Plus, I've got it in my mind to get something Carbine-like!!! (and prefer 7.62NATO!($$$))
or maybe that Marlin 45-70 Alaskan Bush gun! (something good for Photo trips, Border S&R!)


----------



## Gypsy (Nov 5, 2008)

My brother wanted to thank everyone for their input...he decided on a Smith & Wesson 40GVE and is very happy with his choice.


----------



## General Cañas (Jan 14, 2009)

Gypsy said:


> Excellent, thanks much arizonaguide!
> 
> If anyone else has any experience with these please let me know.



Hi Gypsy. I have two. The Kanuni S and the Zigana Sport (the compensated one). Both are 9mm. The guns are well finished and I feel they fit very well in my hand. I have shot over 5000 rounds on each of them and I don't recall having an issue with either. Of course, I really give good maintenance to them and even if I only shoot 1 mag (they come with 15 rounds mags) they end up in my bench for a thorough cleaning. I found out that it takes around 300 shots for these guns to break in, after that, you can get predictable groups at 25 yards with both. The Zigana Sport is more accurate and the compensation really eases the recoil. The only problem (I guess this is true for most compensated guns) is that it gets very dirty after you shoot 100+ shots. Both have decockers but a different type than the one in the CZ 75. The decocker actually decocks the gun completely and disconnects the trigger. I like this safety feature as it makes me feel safer. You can easily cock it back either side as it has ambidextrous controls. 
What I don't like about these guns is that it is very hard (almost impossible I would say) to get parts online. First, nobody in the US (that I know sells them). There is a fellow in Canada that sells them but he does not have spare parts listed in his online catalog.

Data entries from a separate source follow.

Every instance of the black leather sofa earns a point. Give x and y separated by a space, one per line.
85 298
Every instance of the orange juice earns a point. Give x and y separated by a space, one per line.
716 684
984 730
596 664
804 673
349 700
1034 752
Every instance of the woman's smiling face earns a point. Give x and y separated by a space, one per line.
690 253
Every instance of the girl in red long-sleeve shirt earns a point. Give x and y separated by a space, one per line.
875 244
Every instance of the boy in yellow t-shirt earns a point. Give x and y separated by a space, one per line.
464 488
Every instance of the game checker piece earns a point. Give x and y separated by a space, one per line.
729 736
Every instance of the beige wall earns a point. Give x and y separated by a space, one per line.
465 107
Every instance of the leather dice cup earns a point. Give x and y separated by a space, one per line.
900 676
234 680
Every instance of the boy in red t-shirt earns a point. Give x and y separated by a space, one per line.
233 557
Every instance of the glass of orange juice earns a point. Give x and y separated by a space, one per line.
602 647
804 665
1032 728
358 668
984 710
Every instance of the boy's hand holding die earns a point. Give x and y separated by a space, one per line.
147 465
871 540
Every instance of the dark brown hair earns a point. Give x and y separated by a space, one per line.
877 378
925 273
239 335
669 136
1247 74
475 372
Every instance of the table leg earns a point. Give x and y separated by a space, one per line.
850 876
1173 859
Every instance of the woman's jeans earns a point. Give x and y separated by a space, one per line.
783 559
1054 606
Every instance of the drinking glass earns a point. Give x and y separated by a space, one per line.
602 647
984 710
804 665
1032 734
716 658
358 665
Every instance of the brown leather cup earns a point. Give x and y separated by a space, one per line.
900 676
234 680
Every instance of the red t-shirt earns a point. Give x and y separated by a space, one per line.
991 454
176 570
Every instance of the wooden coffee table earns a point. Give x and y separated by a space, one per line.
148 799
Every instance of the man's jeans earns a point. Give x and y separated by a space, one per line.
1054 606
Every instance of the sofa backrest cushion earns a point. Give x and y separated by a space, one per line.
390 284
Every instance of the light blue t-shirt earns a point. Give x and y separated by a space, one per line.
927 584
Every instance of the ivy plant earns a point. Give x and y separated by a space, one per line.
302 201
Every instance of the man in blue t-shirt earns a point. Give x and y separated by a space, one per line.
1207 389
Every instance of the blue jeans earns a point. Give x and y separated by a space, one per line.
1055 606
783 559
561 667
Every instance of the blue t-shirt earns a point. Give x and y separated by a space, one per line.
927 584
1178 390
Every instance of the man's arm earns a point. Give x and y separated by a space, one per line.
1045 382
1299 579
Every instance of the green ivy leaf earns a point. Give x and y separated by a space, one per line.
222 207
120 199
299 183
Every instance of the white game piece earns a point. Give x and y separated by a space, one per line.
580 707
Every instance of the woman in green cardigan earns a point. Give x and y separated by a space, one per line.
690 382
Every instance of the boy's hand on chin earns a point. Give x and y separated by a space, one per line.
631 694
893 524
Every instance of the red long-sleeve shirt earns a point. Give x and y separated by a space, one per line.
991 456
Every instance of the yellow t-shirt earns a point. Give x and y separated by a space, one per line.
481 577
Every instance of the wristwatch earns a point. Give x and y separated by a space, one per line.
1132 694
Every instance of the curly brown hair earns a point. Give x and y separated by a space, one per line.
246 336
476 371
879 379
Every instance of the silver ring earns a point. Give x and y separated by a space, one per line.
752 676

The maker of these guns (Trabzon in Turkey) offer nice accesories for their guns, but they wrote me some time ago telling me that they don't sell anything online and that they can only sell with an export license from their government. So, unless you are sure that there is a dealer that will find some spares and accesories for these guns, i would recommend you think it well. I like the guns and they are good quality, not cheap replicas and so far, I have not had any issues in getting parts from my local gunshop , but they don't carry any accesories (such as wood grips and adjustable sights) so the options are limited. But if you are crazy for guns like me, I think you should have some Turkish guns in your collection (Sarsilmaz, Yavuz or Tisas). Hope this helps.


----------



## Gypsy (Mar 22, 2009)

I don't know how I missed this General Canas...but thank you VERY much for all of your comments and input.  My apologies for not responding sooner.  

The fact that parts and accessories were not readily available here disuaded my brother from purchase...for now.


----------